Mr. Darko, responding to a Facebook post on December 2, 2025, claimed that “it is a fact that since the investigative journalist published his work, the trial is only now beginning.”

But Manasseh says that assertion is false.

He explained that he had already testified during the first trial and had been cross-examined from December 2022 to April 2024. According to him, “the trial could not only be starting in December 2024,” stressing that proceedings began as far back as 2022.

Mr. Darko also argued that investigative journalism merely “provides a spark,” insisting that what journalists uncover “is not, in itself, evidence.” He said criminal investigators must scrutinise the material, corroborate it, gather original documents, and turn it into admissible evidence.
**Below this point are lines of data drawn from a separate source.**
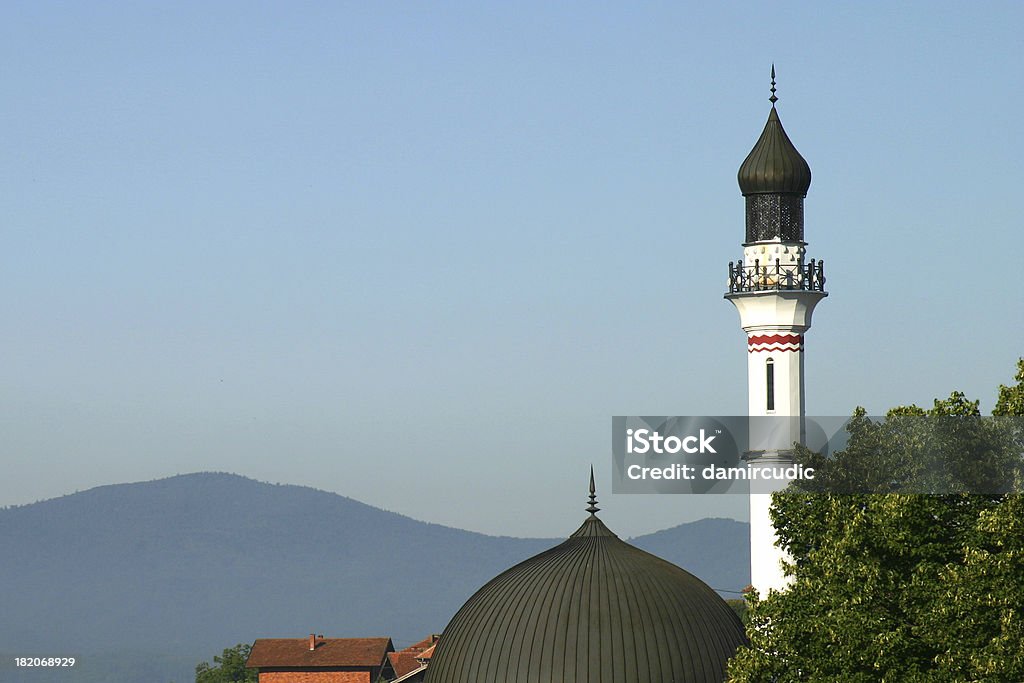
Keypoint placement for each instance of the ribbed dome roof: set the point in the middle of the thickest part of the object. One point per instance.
(593, 609)
(774, 166)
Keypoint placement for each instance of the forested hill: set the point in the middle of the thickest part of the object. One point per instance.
(178, 568)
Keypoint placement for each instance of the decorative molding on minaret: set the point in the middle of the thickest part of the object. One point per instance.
(775, 292)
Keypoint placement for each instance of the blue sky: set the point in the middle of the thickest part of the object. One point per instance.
(420, 253)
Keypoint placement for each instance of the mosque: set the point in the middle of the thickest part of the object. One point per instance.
(596, 609)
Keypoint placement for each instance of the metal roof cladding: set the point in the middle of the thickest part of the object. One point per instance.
(594, 608)
(774, 166)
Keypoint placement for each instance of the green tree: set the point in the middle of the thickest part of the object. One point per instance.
(228, 667)
(900, 587)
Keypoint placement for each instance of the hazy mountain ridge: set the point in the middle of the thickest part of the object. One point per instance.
(197, 562)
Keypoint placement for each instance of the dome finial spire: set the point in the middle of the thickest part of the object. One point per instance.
(592, 508)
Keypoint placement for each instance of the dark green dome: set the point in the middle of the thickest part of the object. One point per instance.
(774, 166)
(593, 609)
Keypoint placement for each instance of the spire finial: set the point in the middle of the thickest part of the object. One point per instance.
(592, 508)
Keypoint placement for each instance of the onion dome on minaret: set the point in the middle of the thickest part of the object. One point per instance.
(774, 178)
(592, 609)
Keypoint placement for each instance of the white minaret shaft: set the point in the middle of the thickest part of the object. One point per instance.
(774, 290)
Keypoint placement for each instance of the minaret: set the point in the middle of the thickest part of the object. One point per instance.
(774, 289)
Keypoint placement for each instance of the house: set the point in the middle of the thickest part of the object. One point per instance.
(320, 659)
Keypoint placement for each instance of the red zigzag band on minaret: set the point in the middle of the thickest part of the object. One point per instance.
(786, 342)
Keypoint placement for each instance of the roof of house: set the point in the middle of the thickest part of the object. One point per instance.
(407, 659)
(267, 652)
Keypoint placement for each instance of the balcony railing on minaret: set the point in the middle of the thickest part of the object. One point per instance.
(774, 276)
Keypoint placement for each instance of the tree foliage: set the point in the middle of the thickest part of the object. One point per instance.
(228, 667)
(899, 587)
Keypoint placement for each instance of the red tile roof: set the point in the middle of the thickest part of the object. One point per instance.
(406, 660)
(356, 652)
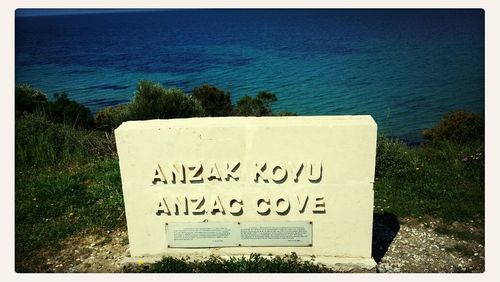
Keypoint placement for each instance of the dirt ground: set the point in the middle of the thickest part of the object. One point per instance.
(409, 246)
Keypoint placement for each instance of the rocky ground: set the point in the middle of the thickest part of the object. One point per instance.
(408, 245)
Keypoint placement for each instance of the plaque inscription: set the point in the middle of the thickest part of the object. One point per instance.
(231, 234)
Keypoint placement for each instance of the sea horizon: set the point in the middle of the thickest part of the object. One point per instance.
(406, 68)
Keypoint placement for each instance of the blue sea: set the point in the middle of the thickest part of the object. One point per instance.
(406, 68)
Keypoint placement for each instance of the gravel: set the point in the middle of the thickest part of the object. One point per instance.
(408, 245)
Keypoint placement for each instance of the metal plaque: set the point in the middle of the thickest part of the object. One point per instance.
(276, 233)
(231, 234)
(202, 234)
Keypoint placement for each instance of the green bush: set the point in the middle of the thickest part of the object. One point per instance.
(110, 118)
(258, 106)
(216, 102)
(255, 263)
(394, 158)
(28, 100)
(460, 126)
(64, 110)
(153, 101)
(40, 142)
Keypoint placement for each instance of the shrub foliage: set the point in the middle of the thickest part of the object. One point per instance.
(460, 127)
(153, 101)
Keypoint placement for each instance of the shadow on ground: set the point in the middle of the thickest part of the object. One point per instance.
(385, 229)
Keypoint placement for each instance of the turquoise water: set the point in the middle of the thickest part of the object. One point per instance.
(406, 68)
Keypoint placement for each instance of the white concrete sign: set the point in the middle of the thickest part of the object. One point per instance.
(241, 185)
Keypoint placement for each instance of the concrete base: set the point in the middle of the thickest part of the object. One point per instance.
(338, 264)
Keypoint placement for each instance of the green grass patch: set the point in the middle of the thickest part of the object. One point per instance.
(255, 263)
(444, 180)
(54, 203)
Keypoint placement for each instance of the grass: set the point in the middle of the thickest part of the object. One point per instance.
(57, 202)
(255, 263)
(68, 182)
(444, 180)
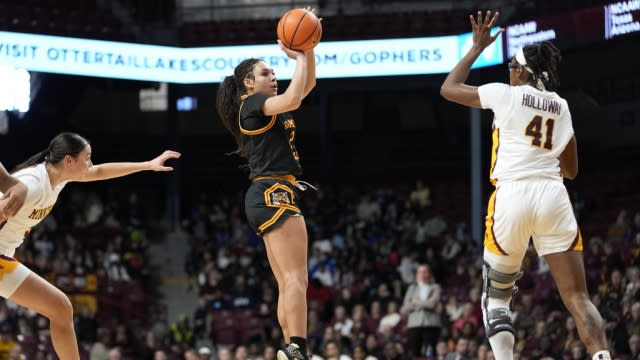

He further claimed that investigators at the OSP initially relied on the journalist’s findings to proceed to court, but after review, the case was found “hollow and lacking strong evidentiary support,” prompting a re-investigation that included financial inquiries and document authentication.

Manasseh questioned that explanation, pointing out that the charge sheet was signed by the Special Prosecutor, Kissi Agyebeng, and not by investigators. “So, one wonders why Sammy Darko said it was the investigators who proceeded to court, and the prosecutors later reviewed the case,” he said.

He described Mr. Darko’s own words as the true indictment, noting that the OSP spokesperson first downplayed investigative journalism as merely a “spark” yet simultaneously claimed the Office relied solely on his work to initiate prosecution.

Manasseh said it was troubling that the OSP spent nearly two years prosecuting the case “before realising that it was hollow.”

He further raised concerns about omissions in the OSP’s filings, pointing out that despite claiming reliance on the journalist’s findings, the Office still failed to submit the key evidence — the audio-visual documentary — when the case was taken to court.